Non Deterministic results although did everything in order for it to be #39849

Esaada · 2020-06-11T08:47:00Z

Non Deterministic outputs is a long discussion, I thought I found the formula for deterministic outputs:

    torch.manual_seed(args.seed)
    torch.cuda.manual_seed(args.seed)
    np.random.seed(args.seed)
    torch.backends.cudnn.deterministic = True
    torch.backends.cudnn.benchmark = False
    random.seed(args.seed)

Apparently it's not enough.
The issue, of course, is that the results are different although training with the same seed and the above settings.
Reproducing is easy , I'm attaching the code under "additional context", put it undet main.py, download the data from:https://www.kaggle.com/nicapotato/womens-ecommerce-clothing-reviews , put them in the same dir and just run:
python3 main.py

(If I had the ability to upload the py and csv files it was much easier)

Environment

Collecting environment information

...
PyTorch version: 1.5.0
Is debug build: No
CUDA used to build PyTorch: 10.2

OS: Ubuntu 18.04.2 LTS
GCC version: (Ubuntu 7.3.0-27ubuntu1~18.04) 7.3.0
CMake version: version 3.10.2

Python version: 3.6
Is CUDA available: Yes
CUDA runtime version: Could not collect
GPU models and configuration:
GPU 0: TITAN V
GPU 1: TITAN V
GPU 2: TITAN V
GPU 3: TITAN V

Nvidia driver version: 440.33.01
cuDNN version: /usr/lib/x86_64-linux-gnu/libcudnn.so.7.4.2

Versions of relevant libraries:
[pip3] numpy==1.16.2
[pip3] torch==1.5.0
[pip3] torchfile==0.1.0
[pip3] torchnet==0.0.4
[pip3] torchvision==0.2.2
[conda] Could not collect

PyTorch Version (e.g., 1.0):
OS (e.g., Linux):
How you installed PyTorch (conda, pip, source):
Build command you used (if compiling from source):
Python version:
CUDA/cuDNN version:
GPU models and configuration:
Any other relevant information:

Additional context

The full code:

 import torch
 import torch.nn as nn
 import pandas as pd
 import numpy as np
 import argparse
 import os
 import re
 import spacy

 from collections import Counter
 from torch.utils.data import Dataset, DataLoader
 import torch.nn.functional as F
 import string
 from torch.nn.utils.rnn import pack_padded_sequence, pad_packed_sequence
 from sklearn.metrics import mean_squared_error
 from sklearn.model_selection import train_test_split
 import random
 import numpy as np 
 parser = argparse.ArgumentParser(description='PyTorch CINIC10 Training')
parser.add_argument('--seed',type=int,  default=60)
parser.add_argument('--epochs',type=int,  default=90)

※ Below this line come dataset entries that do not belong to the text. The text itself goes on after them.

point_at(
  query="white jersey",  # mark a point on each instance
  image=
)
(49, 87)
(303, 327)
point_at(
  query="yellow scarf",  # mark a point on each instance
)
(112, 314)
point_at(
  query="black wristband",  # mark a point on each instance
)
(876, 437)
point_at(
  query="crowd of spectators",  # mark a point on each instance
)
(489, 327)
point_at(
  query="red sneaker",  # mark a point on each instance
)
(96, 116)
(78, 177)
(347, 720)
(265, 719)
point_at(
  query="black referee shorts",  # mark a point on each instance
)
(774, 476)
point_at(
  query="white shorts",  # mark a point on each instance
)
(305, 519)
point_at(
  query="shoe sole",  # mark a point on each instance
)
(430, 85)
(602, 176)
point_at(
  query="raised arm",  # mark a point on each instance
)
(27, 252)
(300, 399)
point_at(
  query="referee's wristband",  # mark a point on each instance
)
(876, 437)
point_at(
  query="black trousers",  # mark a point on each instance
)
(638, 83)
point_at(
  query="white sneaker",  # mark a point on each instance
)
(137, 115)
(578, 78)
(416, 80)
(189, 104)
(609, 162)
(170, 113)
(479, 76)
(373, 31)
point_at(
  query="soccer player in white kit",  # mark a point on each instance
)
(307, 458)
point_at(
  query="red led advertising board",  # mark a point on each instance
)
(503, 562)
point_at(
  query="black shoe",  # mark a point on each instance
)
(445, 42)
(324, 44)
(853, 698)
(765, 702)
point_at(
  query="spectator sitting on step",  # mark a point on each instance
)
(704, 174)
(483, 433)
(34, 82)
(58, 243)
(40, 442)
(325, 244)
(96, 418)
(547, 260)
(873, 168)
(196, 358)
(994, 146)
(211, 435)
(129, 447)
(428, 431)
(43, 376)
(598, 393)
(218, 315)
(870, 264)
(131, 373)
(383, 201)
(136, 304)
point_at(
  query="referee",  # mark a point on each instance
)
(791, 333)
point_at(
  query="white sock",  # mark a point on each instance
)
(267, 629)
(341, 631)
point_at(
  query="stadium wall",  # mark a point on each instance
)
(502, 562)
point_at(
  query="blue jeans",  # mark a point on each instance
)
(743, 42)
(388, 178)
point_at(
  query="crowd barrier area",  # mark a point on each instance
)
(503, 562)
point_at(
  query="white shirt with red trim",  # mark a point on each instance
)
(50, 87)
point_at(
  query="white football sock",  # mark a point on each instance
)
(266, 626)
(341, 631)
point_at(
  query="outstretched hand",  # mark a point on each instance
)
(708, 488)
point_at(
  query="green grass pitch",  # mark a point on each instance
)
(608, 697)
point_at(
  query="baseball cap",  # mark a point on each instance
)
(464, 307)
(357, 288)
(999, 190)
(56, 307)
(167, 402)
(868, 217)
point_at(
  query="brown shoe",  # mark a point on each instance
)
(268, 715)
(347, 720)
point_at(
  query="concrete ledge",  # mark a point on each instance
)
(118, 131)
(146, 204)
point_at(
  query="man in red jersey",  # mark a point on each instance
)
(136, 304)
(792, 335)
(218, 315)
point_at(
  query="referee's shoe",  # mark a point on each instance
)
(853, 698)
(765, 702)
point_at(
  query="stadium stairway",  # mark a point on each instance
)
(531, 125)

parser.add_argument('--save_path',type=str,  default="save_path/")
parser.add_argument('--batch_size',type=int,  default=1024)

best_acc = 0

class ReviewsDataset(Dataset):
    def __init__(self, X, Y):
        self.X = X
        self.y = Y
    def __len__(self):
        return len(self.y)
    def __getitem__(self, idx):
        return torch.from_numpy(self.X[idx][0].astype(np.int32)), self.y[idx], self.X[idx][1]

def tokenize(text):
    text = re.sub(r"[^\x00-\x7F]+", " ", text)
    regex = re.compile('[' + re.escape(string.punctuation) + '0-9\\r\\t\\n]')  # remove punctuation and numbers
    nopunct = regex.sub(" ", text.lower())
    return [token.text for token in tok.tokenizer(nopunct)]
def encode_sentence(text, vocab2index, N=70):
    tokenized = tokenize(text)
    encoded = np.zeros(N, dtype=int)
    enc1 = np.array([vocab2index.get(word, vocab2index["UNK"]) for word in tokenized])
    length = min(N, len(enc1))
    encoded[:length] = enc1[:length]
    return encoded, length

def train_model(model, epochs, lr=0.001):
    global best_acc
    parameters = filter(lambda p: p.requires_grad, model.parameters())
    optimizer = torch.optim.Adam(parameters, lr=lr)
    for i in range(epochs):
        model.train()
        sum_loss = 0.0
        total = 0
        for batch_idx,(x, y, l) in enumerate(train_dl):
            x = x.long().cuda()
            y = y.long().cuda()
            l = l.cuda()
            y_pred = model(x,l)
            optimizer.zero_grad()
            loss = F.cross_entropy(y_pred, y)
            loss.backward()
            optimizer.step()
            sum_loss += loss.item() * y.shape[0]
            total += y.shape[0]
        val_loss, val_acc  = validation_metrics(model, val_dl)
        if val_acc > best_acc:
           best_acc = val_acc
        if i % 5 == 1:
            print("train loss %.3f, val loss %.3f, val accuracy %.3f" % (
            sum_loss / total, val_loss, val_acc))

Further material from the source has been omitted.